Palästinensischer Attentäter getötet - Truppenabzug in Gefahr - Scharon sagt Reise nach Washington ab
Drei Tote und dutzende Verletzte bei Terroranschlag in Jerusalem

Ein palästinensischer Attentäter hat am Sonntag bei einem Terroranschlag auf einen Bus in Jerusalem zwei Menschen getötet und über 40 weitere Personen verletzt.

ap JERUSALEM. Der Attentäter, bei dem es sich laut israelischer Polizei um ein Mitglied der militanten Gruppierung Islamischer Dschihad handelt, wurde am Tatort von israelischen Sicherheitskräften und einem herbeigeeilten Zivilisten erschossen.

Die Bluttat gefährdete den von Israel nur wenige Stunden zuvor angekündigte Truppenabzug aus allen besetzten Ortschaften im Westjordanland. Außenminister Schimon Peres äußerte allerdings die Erwartung, die Räumung werde wie geplant von statten gehen.

Möglicherweise gab es noch zwei weitere Attentäter. Zeugen beobachteten, wie zwei Männer vom Tatort wegrannten. Die Männer könnten jedoch auch unschuldig sein, Waffen hätten sie vermutlich keine, sagte Jerusalems Polizeichef Mickey Levy. Das schnelle Eingreifen des Zivilisten und der Sicherheitskräfte habe Schlimmeres verhütet. Bei dem Zivilisten handelt es sich um einen Siedler aus dem Westjordanland, der nur seinen Vornamen Marcus nennen wollte. Er berichtete im Radio: «Er (der Attentäter) stand da und schoss. Ich sprang aus dem Auto. Ich feuerte. Ich schoss das ganze Magazin leer. Er fiel. Dann kamen zwei Soldaten, und ich zeigte ihnen, wo er war, und sie schossen mit ihren M-16 auf ihn.»

Zuvor hatte Verteidigungsminister Benjamin Ben-Elieser im israelischen Kabinett erklärt, der Truppenabzug aus den besetzten Ortschaften werde in Kürze beginnen. Auslöser der international kritisierten israelischen Militäraktion war der Mordanschlag auf Tourismusminister Rehawam Seewi am 17. Oktober.
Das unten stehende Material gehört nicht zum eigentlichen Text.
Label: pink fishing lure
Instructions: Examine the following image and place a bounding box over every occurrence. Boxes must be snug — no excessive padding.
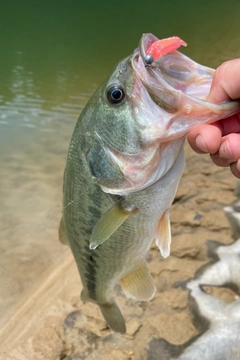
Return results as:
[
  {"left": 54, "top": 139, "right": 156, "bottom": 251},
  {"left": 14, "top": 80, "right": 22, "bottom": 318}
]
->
[{"left": 147, "top": 36, "right": 187, "bottom": 60}]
Als erstes werde die im Westjordanland gelegene Stadt Kalkilja geräumt, sagte Ben-Elieser nach einer Meldung des israelischen Rundfunks. Danach sollen auch die Soldaten und Panzer aus Dschenin, Ramallah und Tulkarem abgezogen werden.

Vor einer Woche waren unter diplomatischem Druck der USA bereits Bethlehem und Beit Dschalla geräumt worden. Das Ende der Besetzungen stand im Mittelpunkt einer Unterredung des israelischen Außenministers Schimon Peres mit dem palästinensischen Ministerpräsidenten Jassir Arafat. Bei dem Treffen auf Mallorca forderte Peres die Palästinenser am Samstag zur Einhaltung der Waffenruhe auf. Arafat sprach sich erneut für die Entsendung internationaler Beobachter aus, was von Israel abgelehnt wird.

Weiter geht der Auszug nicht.